So you see the difference as whether the programmers have to actually supply the short-term objective, or whether the AI learns the short-term objective they would have defined / which they would accept/prefer?
The distinction seems to buy you relatively little safety at a great cost (basically taking the system from "maybe it's good enough?" to "obviously operating at an incredible disadvantage"). You seem to think that it buys you much more safety than I do.
This statement confuses me. (Remember that you know more about my scenarios than I know about your scenarios, so it will help if you can be more specific and concrete than your first-order intuition claims to be necessary.)
Considering these two scenarios…
- X. Online genie. The AI is getting short-term objectives from humans and carrying them out under some general imperative to do things conservatively or with 'low unnecessary impact' in some sense of that, and describes plans and probable consequences that are subject to further human checking, and then does them, and then the humans observe the results and file more requests.
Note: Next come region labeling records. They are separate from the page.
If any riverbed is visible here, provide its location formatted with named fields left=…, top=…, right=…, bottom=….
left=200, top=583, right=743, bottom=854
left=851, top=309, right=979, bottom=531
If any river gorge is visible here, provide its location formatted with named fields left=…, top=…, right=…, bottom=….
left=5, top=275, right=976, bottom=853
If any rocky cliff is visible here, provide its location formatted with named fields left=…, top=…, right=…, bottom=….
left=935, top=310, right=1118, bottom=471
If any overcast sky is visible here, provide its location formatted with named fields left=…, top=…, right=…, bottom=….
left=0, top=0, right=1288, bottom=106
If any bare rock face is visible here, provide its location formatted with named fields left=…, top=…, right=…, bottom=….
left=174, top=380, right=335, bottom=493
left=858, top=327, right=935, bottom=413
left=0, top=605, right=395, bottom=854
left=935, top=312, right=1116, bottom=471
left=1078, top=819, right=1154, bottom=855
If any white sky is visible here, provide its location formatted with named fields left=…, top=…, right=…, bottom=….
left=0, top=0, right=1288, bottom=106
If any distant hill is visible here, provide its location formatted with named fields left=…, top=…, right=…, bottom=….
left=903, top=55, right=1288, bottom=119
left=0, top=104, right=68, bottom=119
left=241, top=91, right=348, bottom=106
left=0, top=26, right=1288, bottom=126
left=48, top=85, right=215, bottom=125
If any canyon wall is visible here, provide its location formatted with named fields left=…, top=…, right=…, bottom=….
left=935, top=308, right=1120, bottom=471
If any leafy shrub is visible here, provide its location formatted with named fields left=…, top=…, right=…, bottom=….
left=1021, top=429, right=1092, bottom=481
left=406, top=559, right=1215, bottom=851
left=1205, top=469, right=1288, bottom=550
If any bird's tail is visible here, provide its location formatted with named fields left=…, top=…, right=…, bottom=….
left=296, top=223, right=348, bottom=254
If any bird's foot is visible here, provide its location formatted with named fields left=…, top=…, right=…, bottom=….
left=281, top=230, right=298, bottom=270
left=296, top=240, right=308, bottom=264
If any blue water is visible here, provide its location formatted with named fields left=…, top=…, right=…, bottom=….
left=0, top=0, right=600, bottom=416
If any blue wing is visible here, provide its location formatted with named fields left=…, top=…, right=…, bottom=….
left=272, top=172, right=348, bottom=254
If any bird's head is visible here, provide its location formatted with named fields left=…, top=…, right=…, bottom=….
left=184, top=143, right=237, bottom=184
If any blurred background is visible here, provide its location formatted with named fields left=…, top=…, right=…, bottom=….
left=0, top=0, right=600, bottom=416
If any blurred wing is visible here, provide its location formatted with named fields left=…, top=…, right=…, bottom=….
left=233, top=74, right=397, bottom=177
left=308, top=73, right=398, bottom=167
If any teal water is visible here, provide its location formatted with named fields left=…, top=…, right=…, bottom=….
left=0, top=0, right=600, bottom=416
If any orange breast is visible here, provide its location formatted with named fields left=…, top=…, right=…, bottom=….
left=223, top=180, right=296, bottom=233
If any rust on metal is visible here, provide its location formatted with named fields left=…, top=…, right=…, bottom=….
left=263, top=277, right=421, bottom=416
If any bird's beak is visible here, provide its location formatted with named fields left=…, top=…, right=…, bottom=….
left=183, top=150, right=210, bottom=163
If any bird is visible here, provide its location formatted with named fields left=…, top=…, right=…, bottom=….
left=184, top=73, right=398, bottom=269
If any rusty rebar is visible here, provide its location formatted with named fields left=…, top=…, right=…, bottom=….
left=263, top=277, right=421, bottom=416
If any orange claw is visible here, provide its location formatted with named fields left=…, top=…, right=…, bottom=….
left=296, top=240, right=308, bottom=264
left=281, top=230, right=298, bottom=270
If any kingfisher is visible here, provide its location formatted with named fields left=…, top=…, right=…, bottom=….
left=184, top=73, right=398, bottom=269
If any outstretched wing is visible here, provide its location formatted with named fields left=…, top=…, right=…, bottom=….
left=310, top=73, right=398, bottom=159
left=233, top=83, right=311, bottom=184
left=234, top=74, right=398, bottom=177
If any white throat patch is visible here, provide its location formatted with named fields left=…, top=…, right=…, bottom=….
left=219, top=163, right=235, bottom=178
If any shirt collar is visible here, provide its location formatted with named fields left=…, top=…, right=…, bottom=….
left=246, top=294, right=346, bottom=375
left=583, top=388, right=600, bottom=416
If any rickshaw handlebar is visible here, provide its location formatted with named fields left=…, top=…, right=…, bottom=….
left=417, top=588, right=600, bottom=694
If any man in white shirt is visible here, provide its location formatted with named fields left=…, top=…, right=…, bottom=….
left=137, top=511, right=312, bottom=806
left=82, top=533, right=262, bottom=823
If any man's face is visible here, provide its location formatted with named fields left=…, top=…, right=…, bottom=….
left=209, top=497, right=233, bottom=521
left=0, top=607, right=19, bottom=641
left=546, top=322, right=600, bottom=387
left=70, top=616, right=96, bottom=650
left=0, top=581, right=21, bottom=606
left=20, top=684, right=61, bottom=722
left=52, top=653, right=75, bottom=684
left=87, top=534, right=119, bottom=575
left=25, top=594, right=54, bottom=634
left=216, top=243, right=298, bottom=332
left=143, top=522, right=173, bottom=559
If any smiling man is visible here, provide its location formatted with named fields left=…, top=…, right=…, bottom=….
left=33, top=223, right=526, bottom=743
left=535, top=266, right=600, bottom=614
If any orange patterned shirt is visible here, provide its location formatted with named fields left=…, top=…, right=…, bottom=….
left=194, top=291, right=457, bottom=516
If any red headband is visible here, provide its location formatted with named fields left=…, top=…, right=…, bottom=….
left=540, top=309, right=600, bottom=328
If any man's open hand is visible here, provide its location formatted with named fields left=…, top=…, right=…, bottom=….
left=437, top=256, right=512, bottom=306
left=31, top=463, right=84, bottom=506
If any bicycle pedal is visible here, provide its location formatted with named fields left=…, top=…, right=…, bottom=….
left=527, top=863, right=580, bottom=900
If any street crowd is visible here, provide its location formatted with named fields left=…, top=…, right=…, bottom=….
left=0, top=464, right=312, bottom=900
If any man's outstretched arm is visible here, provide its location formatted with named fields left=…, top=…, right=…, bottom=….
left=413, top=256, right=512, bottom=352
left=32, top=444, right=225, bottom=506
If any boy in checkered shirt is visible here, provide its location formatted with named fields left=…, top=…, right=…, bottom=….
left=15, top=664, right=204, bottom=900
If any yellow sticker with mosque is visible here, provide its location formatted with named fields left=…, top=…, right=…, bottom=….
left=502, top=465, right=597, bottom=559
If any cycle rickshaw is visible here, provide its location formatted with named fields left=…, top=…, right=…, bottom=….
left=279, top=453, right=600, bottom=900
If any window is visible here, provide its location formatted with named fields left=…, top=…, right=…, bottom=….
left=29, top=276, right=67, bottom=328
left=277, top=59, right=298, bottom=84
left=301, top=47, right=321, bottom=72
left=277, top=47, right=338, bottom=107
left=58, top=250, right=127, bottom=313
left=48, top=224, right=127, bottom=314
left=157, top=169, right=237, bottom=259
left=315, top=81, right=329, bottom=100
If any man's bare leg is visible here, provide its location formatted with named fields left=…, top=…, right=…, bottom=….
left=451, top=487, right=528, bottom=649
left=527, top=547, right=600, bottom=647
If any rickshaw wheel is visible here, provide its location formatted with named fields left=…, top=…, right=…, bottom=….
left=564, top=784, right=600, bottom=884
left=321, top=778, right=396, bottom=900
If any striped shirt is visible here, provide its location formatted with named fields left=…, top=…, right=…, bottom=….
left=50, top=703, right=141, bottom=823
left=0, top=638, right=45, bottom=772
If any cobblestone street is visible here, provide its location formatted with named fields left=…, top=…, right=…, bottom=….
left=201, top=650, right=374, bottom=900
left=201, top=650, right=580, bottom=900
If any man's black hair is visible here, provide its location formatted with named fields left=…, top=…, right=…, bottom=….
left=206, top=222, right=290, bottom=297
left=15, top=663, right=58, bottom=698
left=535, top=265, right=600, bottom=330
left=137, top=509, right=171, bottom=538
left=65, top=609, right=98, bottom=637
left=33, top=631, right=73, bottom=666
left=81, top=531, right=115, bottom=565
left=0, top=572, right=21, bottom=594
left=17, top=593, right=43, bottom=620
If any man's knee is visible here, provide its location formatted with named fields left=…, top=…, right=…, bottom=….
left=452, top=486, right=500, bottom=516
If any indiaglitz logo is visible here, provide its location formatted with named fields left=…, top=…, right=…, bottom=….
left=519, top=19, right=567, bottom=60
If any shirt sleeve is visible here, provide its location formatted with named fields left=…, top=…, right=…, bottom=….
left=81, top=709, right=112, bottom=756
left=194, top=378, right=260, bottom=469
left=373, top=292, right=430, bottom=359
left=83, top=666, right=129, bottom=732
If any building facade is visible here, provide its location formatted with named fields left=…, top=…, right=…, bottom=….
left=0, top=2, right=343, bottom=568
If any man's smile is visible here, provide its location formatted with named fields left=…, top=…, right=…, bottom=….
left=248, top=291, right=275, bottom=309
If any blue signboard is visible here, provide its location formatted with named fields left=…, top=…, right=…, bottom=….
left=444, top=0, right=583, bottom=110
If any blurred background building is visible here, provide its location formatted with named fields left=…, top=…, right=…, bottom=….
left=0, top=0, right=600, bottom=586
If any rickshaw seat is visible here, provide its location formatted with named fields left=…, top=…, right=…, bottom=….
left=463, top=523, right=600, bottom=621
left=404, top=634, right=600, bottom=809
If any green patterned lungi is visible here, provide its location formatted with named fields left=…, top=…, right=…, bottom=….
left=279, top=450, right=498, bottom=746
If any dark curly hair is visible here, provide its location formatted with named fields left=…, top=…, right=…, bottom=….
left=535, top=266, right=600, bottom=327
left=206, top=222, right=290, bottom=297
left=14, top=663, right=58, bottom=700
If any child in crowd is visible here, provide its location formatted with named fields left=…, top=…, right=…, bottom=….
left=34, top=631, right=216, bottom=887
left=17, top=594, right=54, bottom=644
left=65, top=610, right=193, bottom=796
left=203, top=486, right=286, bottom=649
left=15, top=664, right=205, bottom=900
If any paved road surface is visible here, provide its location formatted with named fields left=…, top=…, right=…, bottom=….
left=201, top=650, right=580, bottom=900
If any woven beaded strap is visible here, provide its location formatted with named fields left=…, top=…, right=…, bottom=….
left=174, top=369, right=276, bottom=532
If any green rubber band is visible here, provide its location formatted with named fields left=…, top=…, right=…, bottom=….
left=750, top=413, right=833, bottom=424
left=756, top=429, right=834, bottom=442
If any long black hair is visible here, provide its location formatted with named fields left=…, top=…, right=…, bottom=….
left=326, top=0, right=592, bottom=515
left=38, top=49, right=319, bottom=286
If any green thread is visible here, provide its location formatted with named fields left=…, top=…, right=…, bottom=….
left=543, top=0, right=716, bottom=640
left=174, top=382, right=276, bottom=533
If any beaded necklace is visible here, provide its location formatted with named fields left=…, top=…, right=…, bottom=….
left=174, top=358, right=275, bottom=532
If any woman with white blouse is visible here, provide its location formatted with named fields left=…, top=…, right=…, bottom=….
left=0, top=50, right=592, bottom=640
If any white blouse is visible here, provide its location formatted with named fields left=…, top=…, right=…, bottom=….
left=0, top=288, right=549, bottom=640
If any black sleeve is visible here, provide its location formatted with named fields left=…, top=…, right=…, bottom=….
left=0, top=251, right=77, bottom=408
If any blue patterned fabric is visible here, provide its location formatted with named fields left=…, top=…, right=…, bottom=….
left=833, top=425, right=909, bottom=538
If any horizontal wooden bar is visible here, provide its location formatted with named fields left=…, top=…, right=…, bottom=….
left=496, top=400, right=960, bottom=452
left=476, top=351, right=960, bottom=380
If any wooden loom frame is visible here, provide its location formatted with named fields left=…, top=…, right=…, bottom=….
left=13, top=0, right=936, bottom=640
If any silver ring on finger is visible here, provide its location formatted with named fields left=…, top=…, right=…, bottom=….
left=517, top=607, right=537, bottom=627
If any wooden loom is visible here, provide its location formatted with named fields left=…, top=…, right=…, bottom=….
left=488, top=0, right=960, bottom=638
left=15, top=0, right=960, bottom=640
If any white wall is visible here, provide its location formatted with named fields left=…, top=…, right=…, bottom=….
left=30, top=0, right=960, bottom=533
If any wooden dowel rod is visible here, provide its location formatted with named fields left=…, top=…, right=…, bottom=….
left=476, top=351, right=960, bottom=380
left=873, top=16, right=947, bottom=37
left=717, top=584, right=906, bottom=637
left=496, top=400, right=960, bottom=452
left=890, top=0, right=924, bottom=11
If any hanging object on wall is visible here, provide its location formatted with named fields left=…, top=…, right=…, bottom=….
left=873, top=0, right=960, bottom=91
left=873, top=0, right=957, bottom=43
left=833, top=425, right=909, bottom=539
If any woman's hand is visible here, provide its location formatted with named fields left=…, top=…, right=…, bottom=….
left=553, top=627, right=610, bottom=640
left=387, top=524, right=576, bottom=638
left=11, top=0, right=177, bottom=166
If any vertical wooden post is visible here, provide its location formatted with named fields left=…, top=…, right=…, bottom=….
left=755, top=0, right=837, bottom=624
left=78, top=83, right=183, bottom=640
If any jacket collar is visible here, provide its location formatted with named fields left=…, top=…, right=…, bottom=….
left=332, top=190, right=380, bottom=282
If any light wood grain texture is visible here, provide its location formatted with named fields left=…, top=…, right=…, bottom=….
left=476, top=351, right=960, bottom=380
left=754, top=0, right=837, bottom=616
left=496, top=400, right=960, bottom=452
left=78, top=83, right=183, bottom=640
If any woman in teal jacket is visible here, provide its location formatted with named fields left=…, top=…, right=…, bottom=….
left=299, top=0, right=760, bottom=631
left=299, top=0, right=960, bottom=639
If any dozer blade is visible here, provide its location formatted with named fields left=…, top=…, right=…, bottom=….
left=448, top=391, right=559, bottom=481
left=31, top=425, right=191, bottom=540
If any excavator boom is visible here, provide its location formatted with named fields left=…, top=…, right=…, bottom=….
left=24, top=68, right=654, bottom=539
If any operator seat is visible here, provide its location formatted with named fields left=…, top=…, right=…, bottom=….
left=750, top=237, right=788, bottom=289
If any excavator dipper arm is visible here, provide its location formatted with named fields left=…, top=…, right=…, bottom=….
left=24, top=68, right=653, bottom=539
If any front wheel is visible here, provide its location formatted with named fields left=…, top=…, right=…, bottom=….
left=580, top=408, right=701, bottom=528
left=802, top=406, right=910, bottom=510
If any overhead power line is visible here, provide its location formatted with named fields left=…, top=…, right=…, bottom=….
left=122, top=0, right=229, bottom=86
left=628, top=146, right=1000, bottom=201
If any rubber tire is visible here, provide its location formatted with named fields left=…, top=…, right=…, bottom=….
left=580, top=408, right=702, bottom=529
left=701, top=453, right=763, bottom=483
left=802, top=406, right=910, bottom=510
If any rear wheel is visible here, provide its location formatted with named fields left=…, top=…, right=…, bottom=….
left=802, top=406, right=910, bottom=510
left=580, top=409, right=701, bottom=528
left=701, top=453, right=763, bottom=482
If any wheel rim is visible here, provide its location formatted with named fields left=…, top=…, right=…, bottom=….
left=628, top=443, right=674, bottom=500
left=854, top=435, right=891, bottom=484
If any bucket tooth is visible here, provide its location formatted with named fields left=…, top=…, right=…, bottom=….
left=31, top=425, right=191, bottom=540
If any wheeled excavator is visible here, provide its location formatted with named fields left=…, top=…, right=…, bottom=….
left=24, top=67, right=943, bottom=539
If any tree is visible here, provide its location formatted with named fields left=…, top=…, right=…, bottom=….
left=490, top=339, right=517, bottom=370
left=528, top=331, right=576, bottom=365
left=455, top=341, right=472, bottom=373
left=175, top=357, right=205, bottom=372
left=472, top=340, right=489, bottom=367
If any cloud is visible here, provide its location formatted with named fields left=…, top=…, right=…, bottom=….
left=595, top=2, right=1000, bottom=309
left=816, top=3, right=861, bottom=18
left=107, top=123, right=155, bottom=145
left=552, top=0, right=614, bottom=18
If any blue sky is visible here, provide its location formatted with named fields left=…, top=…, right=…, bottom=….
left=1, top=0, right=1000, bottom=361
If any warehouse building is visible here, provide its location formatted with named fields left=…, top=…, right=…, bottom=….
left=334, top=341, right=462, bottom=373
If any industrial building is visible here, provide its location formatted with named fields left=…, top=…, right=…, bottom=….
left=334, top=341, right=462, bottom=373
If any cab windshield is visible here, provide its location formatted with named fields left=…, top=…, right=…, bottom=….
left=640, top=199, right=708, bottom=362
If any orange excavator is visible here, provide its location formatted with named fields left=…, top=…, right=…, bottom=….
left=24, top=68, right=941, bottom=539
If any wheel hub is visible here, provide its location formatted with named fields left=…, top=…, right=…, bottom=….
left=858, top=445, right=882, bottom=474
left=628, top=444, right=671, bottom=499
- Y. Friendly sovereign. The AI is running something like coherent extrapolated volition, deciding all on its own what is a good idea in the long term, and doing what seems like a good idea.
…it seems to me that the gap between X and Y very plausibly describes a case where it's much easier to safely build X, though I also reserve some probability mass for the case where almost-all the difficulty of value alignment is in things like reflective stability and "getting the AI to do anything you specify, at all" so that it's only 1% more real difficulty to go from X to Y. I also don't think that X would be at a computational disadvantage compared to Y. X seems to need to solve much fewer of the sort of problems that I think are dangerous and philosophically fraught (though I think we have a core disagreement where you think 'philosophically fraught' is much less dangerous).
I suspect you're parsing up the AI space differently, such that X and Y are not natural clusters to you. Rather than my guessing, do you want to go ahead and state your own parsing?